To that end, I’ve long been looking for a secure/encrypted backups service, but I haven’t managed to find a single service or tool that fulfils my requirements:

  • Cheap to store data on (~$30 per year for 50 GB). My dog/lawn photos aren’t that important, and I already back them up automatically to three places at home.
  • Encrypted on the computer that has the original files in plaintext (not already-encrypted, and nothing leaves that computer in plaintext).
  • Open-source. If I can’t check what it’s encrypting, when and how, it might as well not be encrypting anything.
  • Transfer-efficient. I have a slow connection, so only changed data should be transferred. Creating a full backup every so often is unacceptable, as it will take a whole day to upload.
  • Reasonably fast.
  • My files shouldn’t need to be stored encrypted. I just want to back them up.

These requirements pretty much rule out anything that currently exists. duplicity needs huge full backups from time to time, and frequently disconnected/failed when I tried to make them, so I was unable to back my files up even once. SpiderOak is close enough, but it’s not open-source. EncFS in reverse mode with rdiff-backup would pretty much be ideal, but EncFS currently has two bugs that prevent this from working. tarsnap is too expensive. Obnam is pretty damn slow.

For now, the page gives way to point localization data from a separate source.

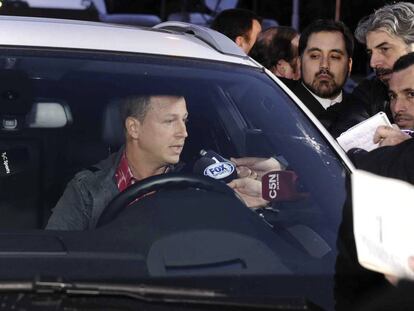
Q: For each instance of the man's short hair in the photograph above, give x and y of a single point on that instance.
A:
(274, 44)
(396, 19)
(135, 106)
(322, 25)
(404, 62)
(235, 22)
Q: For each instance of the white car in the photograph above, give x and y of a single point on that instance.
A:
(62, 82)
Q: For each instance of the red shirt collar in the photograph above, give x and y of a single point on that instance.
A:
(123, 174)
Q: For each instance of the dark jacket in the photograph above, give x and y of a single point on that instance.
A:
(373, 94)
(335, 119)
(86, 196)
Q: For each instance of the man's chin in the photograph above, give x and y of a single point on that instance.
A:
(385, 78)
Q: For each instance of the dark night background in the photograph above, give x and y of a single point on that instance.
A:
(281, 10)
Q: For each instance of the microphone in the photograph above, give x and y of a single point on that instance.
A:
(13, 161)
(213, 165)
(281, 186)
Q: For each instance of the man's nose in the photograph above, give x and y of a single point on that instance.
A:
(376, 60)
(182, 129)
(324, 63)
(400, 105)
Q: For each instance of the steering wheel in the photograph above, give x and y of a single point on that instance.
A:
(155, 183)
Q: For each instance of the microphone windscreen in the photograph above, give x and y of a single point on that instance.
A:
(13, 161)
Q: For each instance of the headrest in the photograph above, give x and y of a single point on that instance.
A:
(112, 125)
(16, 92)
(49, 115)
(16, 97)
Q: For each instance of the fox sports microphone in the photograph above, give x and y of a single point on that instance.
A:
(213, 165)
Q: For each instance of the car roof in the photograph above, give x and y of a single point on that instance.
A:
(59, 33)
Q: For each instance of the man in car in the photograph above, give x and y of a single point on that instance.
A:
(276, 48)
(325, 51)
(155, 133)
(388, 34)
(241, 26)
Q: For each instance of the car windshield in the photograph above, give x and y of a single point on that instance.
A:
(60, 112)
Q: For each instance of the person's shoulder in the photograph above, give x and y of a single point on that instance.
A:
(99, 170)
(290, 83)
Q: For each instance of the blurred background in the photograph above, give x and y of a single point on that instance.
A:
(296, 13)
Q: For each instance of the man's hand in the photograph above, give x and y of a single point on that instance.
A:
(255, 168)
(250, 191)
(389, 136)
(393, 279)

Eventually, I got fed up with the situation, and went around looking for any existing solutions I could bolt encryption on to. I came across bup, which provides fast, deduplicated backups, which sounds an ideal target for adding encryption to.

Looking at it a bit further, I saw that it accepts a file in stdin (that can be a tarball), deduplicates and transmits it to the remote server for storage. Multiple users can use this to store their files without having any concept of one another, and deduplication will still work between them.

Adding encryption

Adding encryption to bup turned out to be fairly straightforward, since it expects a big blob. I quickly wrote a small script that accepts a list of files and outputs one big ball of those files, except they’re encrypted. There are a few constraints, because the script can’t very easily store state, so the files are only unique per-key, but one specific file will only ever encrypt to one specific ciphertext for a given key, which makes per-file deduplication possible.

Thus, encbup was born:

https://github.com/skorokithakis/encbup

It’s still a very early prototype, but it can encrypt and decrypt files, hopefully correctly. I have to clean the code up a bit, because it’s very messy right now, and I also want to add an index to the end of the file, so you don’t have to download the entire thing to restore just a few files.

For the time being, though, it has a simple test suite that’s passing, and works quite well with bup. I’d appreciate any feedback or help with it, if you’re at all interested in secure backups.